Von Anfang an wurde die Rassismusstrafnorm immer wieder mit dem Argument kritisiert, Artikel 261bis des Strafgesetzbuchs sei eine Einschränkung und eine Bedrohung für die Meinungsäusserungsfreiheit, was sich als nicht gegeben herausgestellt hat.

 

"Das TANGRAM beschäftigt sich auch mit der wachsenden Problematik der Hassrede, für die das Internet den idealen Nährboden bietet. Im Netz dient die Meinungsäusserungsfreiheit häufig zur Rechtfertigung von Äusserungen gegen Minderheiten. «Was im „virtuellen“ öffentlichen Raum geschieht, hat durchaus einen Einfluss auf die Realität [...]. Auch wenn Rassismus, Mobbing und Einschüchterung über verschiedene digitale Medien aus Distanz zum Ausdruck kommen, sind ihre Folgen keineswegs abstrakt», wie Thomas Jammet und Diletta Guidi darlegen."

 

«Hassreden sind in den europäischen Ländern zu einem grossen gesellschaftlichen Problem geworden. Die Staaten müssen ihre Verantwortung mehr denn je wahrnehmen und fest auftreten [...]».

 

«Niemand darf das Gesetz missachten. Wer es übertritt, muss die Folgen gewärtigen. Dies ist der Preis für jede unserer Freiheiten, auch für die Meinungsäusserungsfreiheit», sagt die Präsidentin der EKR, Martine Brunschwig Graf. 

 

Meinung ist gefragt

Leserkommentare dienen nur dazu, dem von den Verlagen umworbenen Medienkonsumenten vorzugaukeln, er sei wichtig, seine Meinung gefragt. Dabei sind diese häufig anonym publizierten Ergüsse keine Beiträge zur demokratischen Meinungsbildung. Sie sind zumeist inhaltlich wertlos, negativ, bösartig, voller Unterstellungen und Verschwörungstheorien. Ihre Streichung aus dem Instrumentarium moderner Medien wäre kein Schaden – im Gegenteil. Zumindest dann nicht, wenn die Zeitung nicht im Stande sein will oder kann, einfachste Regeln und Gesetze einzuhalten.

 

"Wenn solche Foren als Gradmesser für demokratische Schwarmintelligenz wären, dann läge der IQ des Volkes so um 50 Punkte herum, das meint: debil. Das Beispiel des US-Magazins «Popular Science» wird deshalb hoffentlich nicht das letzte seiner Art bleiben: Es hat die Kommentarfunktion wieder abgeschafft." (Gottlieb F. Höpli)

 

DMZ Die MIttelländische Zeitung

Auch bei uns sind nicht alle Artikel kommentierbar, oder nicht mehr. Bei Artikeln, welche erfahrungsgemäss zu viele pietätlose bis justiziable Vermutungen und Kommentare auslösen würden, wird die Kommentarfunktion deaktiviert. Einige Diskussionsbeiträge können nur schon aus presserechtlichen Gründen nicht publiziert werden. 

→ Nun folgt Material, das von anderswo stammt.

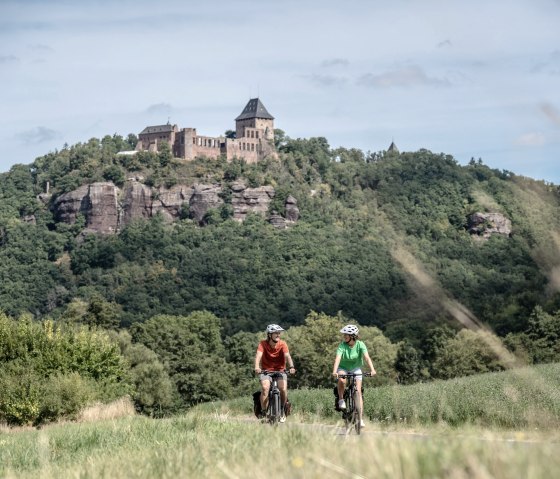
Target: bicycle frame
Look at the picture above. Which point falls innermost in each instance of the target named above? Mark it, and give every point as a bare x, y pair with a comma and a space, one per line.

Rund 15 Prozent der an uns geschickten Kommentare zu Artikeln veröffentlichen wir nicht. Damit liegen wir im Vergleich zu bekannten Zahlen anderer Medien im Mittelfeld - auf dem gleichen Niveau wie die New York Times, deutlich unter CNN (23%) und etwas über Blättern wie Neue Zürcher Zeitung (10%) oder Der Standard aus Österreich (5%). Was den Redaktionen täglich an direktdemokratischer Schwarmintelligenz um die Ohren fliegt, ist unglaublich. Denn, was in diesen Foren zu lesen ist, ist noch der bessere Teil der Einsendungen! Das sollte man nie vergessen.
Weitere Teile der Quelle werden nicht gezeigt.